SEMAINE DE LA POESIE: LE MESSAGE DE RILKE

POUR ECRIRE UN SEUL VERS

 Comme l'air que nous respirons,
la Poésie nous sera toujours vitale.
En cette Semaine dite «de la Poésie»

voici un texte de Rainer Maria Rilke
qui nous ramène très simplement
à l'essence de la Poésie.

 

 

«Pour écrire un seul vers, il faut avoir vu beaucoup de villes,
d’hommes et de choses,  

il faut connaître les animaux,
il faut sentir comment volent les oiseaux 

et savoir quel mouvement font les petites fleurs

en s’ouvrant le matin. 

 

Il faut pouvoir repenser à des chemins
dans des régions inconnues, 

à des rencontres inattendues,
à des départs que l’on voyait longtemps approcher, 

 

à des jours d’enfance dont le mystère ne s’est pas encore éclairci, 

à ses parents qu’il fallait qu’on froissât

lorsqu’ils vous apportaient une joie 

et qu’on ne la comprenait pas

(c’était une joie faite pour un autre), 

 

à des maladies d’enfance
qui commençaient si singulièrement, 

par tant de profondes et graves transformations, 

 

à des jours passés
dans des chambres calmes et contenues,

à des matins au bord de la mer,
à la mer elle-même, à des mers,

à des nuits de voyage
qui frémissaient très haut 

et volaient avec toutes les étoiles, 

– et il ne suffit même pas de savoir penser à tout cela.

 

Il faut avoir des souvenirs
de beaucoup de nuits d’amour,

dont aucune ne ressemblait à l’autre,

de cris de femmes hurlant en mal d’enfant, 

et de légères, de blanches,
de dormantes accouchées qui se refermaient. 

 

 Il faut encore avoir été auprès de mourants,

être resté assis auprès de morts, 

dans la chambre, avec la fenêtre ouverte

et les bruits qui venaient par à-coups. 

 

Et il ne suffit même pas d’avoir des souvenirs.

Il faut savoir les oublier quand ils sont nombreux, 

et il faut avoir la grande patience qu’ils reviennent. 

 

Car les souvenirs eux-mêmes ne sont pas encore cela. 

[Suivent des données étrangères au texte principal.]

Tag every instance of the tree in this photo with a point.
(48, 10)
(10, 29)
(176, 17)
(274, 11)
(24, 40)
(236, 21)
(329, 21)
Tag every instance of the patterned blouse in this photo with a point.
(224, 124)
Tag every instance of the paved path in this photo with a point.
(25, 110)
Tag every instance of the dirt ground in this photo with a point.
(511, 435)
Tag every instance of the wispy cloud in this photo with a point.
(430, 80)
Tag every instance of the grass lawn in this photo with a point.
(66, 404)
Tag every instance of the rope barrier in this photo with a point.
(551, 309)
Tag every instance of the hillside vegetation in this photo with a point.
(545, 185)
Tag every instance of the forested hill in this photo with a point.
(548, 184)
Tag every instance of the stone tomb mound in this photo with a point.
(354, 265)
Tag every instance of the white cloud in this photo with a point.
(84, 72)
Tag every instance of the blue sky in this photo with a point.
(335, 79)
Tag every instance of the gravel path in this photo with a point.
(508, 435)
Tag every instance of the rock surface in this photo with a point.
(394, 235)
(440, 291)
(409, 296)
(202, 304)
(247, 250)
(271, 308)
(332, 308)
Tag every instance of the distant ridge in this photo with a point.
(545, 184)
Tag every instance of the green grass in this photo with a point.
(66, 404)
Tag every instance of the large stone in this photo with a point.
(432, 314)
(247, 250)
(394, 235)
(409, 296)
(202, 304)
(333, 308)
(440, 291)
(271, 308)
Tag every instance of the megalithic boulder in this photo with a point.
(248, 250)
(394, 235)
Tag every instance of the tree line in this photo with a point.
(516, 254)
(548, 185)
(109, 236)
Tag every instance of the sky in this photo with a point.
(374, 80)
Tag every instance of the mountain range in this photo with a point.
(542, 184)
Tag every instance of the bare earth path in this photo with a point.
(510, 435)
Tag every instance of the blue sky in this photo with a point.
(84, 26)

Ce n’est que lorsqu’ils deviennent en nous

sang, regard, geste, 

lorsqu’ils n’ont plus de nom et ne se distinguent plus de nous, 

ce n’est qu’alors qu’il peut arriver qu’en une heure très rare, 

du milieu d’eux,

se lève le premier mot d’un vers».

 

 

* Les Cahiers de Malte Laurids Brigge, Editions du Seuil.